This week, the United Nations Population Division made a radical shift in its population projections. Previously, the organization had estimated that the number of people living on the planet would reach around 9 billion by 2050 -- and then level off. Now everything has changed: Rather than leveling off, the population size will continue to grow, reaching 10 billion or more at century's end.
Why is this happening? Put simply, fertility rates. Across much of the world, women are having fewer children, but in African countries, the decline is far slower than expected. Part of this shift was supposed to come from preferences about family size and better access to family planning to make that possible. Sadly, however, that access hasn't come. Another factor, many expected, would come from the deleterious impact of high HIV/AIDS rates. But even Uganda -- with one of the highest numbers of AIDS cases in sub-Saharan Africa -- is projected to almost triple its population by 2050. In fact, outside a handful of countries, HIV/AIDS has only a tiny impact on overall population. Consider this: In the first five months of this year, the world population grew by enough to equal all the AIDS deaths since the epidemic began 30 years ago.
Rapid population growth is bad news for the continent, as it will likely outstrip gains in economic development. It's also a wake-up call: If the world doesn't begin investing far more seriously in family planning, much of our progress fighting poverty in sub-Saharan Africa over the last half-century could be lost.

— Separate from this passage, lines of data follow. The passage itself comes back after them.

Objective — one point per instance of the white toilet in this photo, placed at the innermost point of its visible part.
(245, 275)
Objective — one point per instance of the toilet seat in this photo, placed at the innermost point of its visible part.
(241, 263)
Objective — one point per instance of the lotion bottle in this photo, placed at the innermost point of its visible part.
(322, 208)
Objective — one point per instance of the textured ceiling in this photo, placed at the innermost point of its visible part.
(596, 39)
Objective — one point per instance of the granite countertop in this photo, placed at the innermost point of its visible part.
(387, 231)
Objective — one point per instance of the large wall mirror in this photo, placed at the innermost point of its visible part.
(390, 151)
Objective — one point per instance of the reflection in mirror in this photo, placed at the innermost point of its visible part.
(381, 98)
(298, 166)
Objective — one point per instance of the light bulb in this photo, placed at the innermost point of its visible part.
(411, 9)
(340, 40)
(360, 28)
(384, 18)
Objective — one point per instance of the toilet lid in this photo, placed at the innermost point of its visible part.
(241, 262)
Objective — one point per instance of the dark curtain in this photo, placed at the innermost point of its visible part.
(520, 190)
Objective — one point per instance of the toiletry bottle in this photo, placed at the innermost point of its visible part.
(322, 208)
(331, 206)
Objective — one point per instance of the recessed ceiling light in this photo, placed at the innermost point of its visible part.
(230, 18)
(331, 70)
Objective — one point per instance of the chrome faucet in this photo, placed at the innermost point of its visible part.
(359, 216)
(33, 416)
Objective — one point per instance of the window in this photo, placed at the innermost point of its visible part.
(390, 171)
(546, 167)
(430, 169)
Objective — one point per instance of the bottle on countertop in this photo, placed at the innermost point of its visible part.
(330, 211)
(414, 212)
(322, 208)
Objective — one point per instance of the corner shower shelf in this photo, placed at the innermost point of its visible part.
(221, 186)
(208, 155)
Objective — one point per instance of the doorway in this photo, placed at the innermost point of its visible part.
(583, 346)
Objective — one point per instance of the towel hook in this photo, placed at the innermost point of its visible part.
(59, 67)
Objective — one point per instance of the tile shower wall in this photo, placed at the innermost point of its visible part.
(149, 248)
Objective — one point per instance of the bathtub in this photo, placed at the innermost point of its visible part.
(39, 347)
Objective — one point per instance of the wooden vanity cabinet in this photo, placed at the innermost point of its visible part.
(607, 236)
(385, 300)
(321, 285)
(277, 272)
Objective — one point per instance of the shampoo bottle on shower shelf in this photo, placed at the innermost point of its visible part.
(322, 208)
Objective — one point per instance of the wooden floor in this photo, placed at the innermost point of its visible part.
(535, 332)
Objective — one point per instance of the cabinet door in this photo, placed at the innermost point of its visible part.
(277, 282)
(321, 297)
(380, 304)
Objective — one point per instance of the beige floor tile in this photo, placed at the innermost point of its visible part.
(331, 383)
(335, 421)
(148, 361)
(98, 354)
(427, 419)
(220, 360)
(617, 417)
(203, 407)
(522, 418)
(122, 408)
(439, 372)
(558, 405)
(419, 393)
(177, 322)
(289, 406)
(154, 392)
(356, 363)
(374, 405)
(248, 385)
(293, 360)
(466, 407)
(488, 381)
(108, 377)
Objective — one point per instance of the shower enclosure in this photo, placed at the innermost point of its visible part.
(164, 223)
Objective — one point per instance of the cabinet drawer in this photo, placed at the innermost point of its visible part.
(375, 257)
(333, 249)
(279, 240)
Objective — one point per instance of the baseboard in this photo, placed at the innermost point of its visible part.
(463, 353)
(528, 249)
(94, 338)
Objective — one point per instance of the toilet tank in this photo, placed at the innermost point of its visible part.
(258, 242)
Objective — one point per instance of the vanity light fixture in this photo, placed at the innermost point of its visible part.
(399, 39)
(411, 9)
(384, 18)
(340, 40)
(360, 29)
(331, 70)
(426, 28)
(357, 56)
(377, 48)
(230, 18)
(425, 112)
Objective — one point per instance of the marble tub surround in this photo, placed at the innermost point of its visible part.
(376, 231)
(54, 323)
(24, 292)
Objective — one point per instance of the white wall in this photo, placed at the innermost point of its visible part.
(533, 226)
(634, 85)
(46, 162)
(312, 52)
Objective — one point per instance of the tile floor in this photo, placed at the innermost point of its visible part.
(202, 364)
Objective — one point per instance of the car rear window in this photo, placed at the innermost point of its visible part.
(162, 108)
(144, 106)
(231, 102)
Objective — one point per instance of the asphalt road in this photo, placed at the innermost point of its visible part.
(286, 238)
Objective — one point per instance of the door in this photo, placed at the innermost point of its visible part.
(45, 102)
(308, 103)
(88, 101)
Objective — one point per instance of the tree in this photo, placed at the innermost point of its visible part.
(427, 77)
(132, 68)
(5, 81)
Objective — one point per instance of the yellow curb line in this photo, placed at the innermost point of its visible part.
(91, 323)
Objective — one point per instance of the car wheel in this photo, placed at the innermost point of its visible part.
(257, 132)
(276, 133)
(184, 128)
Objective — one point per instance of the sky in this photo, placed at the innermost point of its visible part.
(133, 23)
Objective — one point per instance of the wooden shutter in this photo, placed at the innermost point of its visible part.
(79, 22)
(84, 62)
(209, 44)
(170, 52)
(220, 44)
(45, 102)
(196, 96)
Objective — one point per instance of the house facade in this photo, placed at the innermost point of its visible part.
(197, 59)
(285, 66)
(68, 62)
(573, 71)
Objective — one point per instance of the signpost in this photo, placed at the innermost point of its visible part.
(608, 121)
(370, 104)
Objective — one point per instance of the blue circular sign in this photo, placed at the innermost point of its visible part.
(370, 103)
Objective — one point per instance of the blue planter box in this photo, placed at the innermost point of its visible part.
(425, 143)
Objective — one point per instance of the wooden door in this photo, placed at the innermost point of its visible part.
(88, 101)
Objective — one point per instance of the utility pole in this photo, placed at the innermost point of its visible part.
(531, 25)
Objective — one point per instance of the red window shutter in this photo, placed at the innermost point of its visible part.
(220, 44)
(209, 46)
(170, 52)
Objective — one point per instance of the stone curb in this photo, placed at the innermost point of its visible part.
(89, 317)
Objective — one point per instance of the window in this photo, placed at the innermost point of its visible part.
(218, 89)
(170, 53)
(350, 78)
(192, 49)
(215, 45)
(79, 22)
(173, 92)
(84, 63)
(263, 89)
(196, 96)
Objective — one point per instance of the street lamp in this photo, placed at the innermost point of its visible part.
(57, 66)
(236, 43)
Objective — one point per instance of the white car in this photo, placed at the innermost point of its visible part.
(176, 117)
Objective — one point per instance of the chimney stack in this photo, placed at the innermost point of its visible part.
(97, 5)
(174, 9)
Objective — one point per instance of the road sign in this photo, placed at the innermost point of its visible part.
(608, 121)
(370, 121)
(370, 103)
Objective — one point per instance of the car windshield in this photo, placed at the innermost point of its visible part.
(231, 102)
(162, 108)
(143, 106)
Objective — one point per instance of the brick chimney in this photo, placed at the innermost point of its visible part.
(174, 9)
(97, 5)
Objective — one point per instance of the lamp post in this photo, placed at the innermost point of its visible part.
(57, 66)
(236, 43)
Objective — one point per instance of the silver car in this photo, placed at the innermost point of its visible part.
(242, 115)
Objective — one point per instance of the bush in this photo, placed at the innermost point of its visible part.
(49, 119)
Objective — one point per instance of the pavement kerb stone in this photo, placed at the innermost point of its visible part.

Demographic projections are just that -- predictions. They only tell us what can happen if we make a variety of policy decisions and investments. As is the case with these projections, they include a lower and higher estimate -- and where we end up in that range depends upon what we do in the meantime. Hence, it would be a mistake to focus only on the medium U.N. projection of 9.3 billion people by 2050 as most commentators do. The high projection would take us to 10.6 billion in 2050. The low projection would mean 8.1 billion. (Just for a sense of scale: The difference between these high and low variants is equivalent to the entire global population in 1950.)
That 2050 figure is vital in determining how large the population will grow by 2100 -- either as high as 15.8 billion or as low as 6.2 billion. With so many people reproducing, very small differences in family size have a dramatic impact over time. The difference between a world of 6.2 billion and 15.8 billion will depend on a change in the average number of children that women have -- a change that is so small that demographers are reduced to using the odd image of "half a child" to describe it. Over the coming 40 years, however, if the average woman bears half a child more, on average, it will have an almost unimaginably profound effect on virtually everything else that happens in the 21st century.